Klokslag kwart over één ’s nachts begon altijd de badkraan van Cees te druppelen. Dat ging steevast zeven minuten zo door en stopte dan weer. Het vertrouwde druppelgeluid deed hem ditmaal verbaasd naar de klok opkijken vanuit zijn overpeinzingen. Zo laat alweer ?

Volslagen bizar: de slotenmaker was al geweest en had improvisorisch, na het schieten van enkele foto’s voor de bewijslast van politie en verzekering, een nieuw slot gehangen, maar de politie liet nu al uren verstek. Ze waren vast weer onderbezet ergens mensen aan het flitsen die vijf kilometer per uur over de limiet reden. Of druk aan het twitteren op hun wijkagentfietsje. Zo gingen die dingen in deze stad. Hij zou zich druk kunnen maken over prioriteiten maar het was de moeite niet waard.

Hij stond op en zette de theepot op. De badkraan drupte nog lustig verder.

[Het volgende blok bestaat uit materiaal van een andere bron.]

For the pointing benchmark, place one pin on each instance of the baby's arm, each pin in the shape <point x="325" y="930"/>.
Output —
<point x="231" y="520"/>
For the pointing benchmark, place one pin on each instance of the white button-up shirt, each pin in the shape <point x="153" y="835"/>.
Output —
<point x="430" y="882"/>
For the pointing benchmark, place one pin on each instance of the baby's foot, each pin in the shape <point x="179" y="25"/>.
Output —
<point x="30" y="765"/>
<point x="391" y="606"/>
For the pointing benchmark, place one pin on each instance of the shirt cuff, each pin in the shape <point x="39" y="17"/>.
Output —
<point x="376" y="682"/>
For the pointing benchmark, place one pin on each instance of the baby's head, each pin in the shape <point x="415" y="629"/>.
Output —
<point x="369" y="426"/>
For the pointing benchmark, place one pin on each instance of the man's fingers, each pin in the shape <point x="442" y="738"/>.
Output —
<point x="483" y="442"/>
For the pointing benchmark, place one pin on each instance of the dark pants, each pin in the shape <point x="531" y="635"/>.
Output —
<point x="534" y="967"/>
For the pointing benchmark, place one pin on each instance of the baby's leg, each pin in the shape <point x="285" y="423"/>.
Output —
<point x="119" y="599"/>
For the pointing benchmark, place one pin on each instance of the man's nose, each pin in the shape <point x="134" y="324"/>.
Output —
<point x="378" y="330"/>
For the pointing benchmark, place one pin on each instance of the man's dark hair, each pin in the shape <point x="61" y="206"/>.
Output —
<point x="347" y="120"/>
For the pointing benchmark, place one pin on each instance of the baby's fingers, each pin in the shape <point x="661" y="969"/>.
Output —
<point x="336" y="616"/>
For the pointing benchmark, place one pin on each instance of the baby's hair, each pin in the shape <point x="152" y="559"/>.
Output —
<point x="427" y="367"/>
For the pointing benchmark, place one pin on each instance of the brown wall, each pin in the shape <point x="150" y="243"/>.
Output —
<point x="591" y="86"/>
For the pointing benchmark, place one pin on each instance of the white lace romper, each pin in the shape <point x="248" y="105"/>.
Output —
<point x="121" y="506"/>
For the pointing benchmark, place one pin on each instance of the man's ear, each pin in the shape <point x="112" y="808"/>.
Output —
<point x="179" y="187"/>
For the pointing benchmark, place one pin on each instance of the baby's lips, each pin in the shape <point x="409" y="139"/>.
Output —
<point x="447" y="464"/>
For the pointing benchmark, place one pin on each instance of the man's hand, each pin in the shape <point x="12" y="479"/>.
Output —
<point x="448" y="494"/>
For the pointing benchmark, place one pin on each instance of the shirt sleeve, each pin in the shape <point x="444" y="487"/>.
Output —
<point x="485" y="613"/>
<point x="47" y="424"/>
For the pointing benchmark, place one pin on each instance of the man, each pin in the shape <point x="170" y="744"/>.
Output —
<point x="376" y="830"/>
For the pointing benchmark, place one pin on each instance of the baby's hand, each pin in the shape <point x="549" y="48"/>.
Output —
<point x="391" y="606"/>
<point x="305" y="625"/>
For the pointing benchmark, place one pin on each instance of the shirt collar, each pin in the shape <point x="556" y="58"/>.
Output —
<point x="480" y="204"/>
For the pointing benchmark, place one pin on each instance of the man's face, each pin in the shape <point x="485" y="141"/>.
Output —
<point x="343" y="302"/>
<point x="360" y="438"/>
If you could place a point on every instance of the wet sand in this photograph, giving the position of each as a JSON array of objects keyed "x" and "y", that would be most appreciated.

Toen het jaren geleden begon, dat nachtelijk druppen, had hij overwogen er iemand om te bellen. Na een paar nachten had hij het echter al een geruststellende en vertrouwde klank gevonden. Tok, tok, tok, tok op het glazuur van zijn badkuip. Hij kon het inmiddels meetellen. Met zijn oren gespitst mompelde hij “vier… drie… twee… een…” Het geluid stopte.

Buiten in het donker zag hij het silhouet van een kat over een muur sluipen, verstoken van ornithovore uitdagingen maar zichtbaar verrukt met de overige zintuigprikkelingen die de nacht bood. Rood is de kleur van wilde nachtsignalen, schoot hem een zinsnede uit een gedicht van Vestdijk te binnen. Hij dronk de verwarrende associatie kalm weg met een nipje aan zijn theekop en staarde naar de maan.

Wat een buitenissige dag was het tot dusver. Een bijgelovig mens zou er wellicht nerveus van worden, maar Cees dacht er het zijne van. Eigenlijk vond hij het wel fijn dat hij in zijn jarenlange carrière als cultuurkiller nog steeds verrast kon worden. Tenslotte is routine een sluipmoordenaar voor de scherpte van de geest.

Hij inspecteerde het geïmproviseerde deurslot. Niet dat hij ook maar enig verstand van deursloten had, maar toch stond de onderzoekende blik in dienst van zijn gemoedsrust.

Het leek hem sterk dat dit slot nog mensen in zijn appartement zou binnenlaten voordat morgen de deur vervangen kon worden. Natuurlijk sloot hij eventuele verrassingen niet uit, maar het leek hem toch dat hij gerust kon slapen. Zodra hij zijn thee ophad zou hij daar dan ook maar gevolg aan gaan geven. Het was erg laat voor zijn doen. En de politie verwachtte hij niet meer vanacht. Zo wel, dan zouden ze toch eerst aanbellen. Hij gaapte. Morgen weer een dag.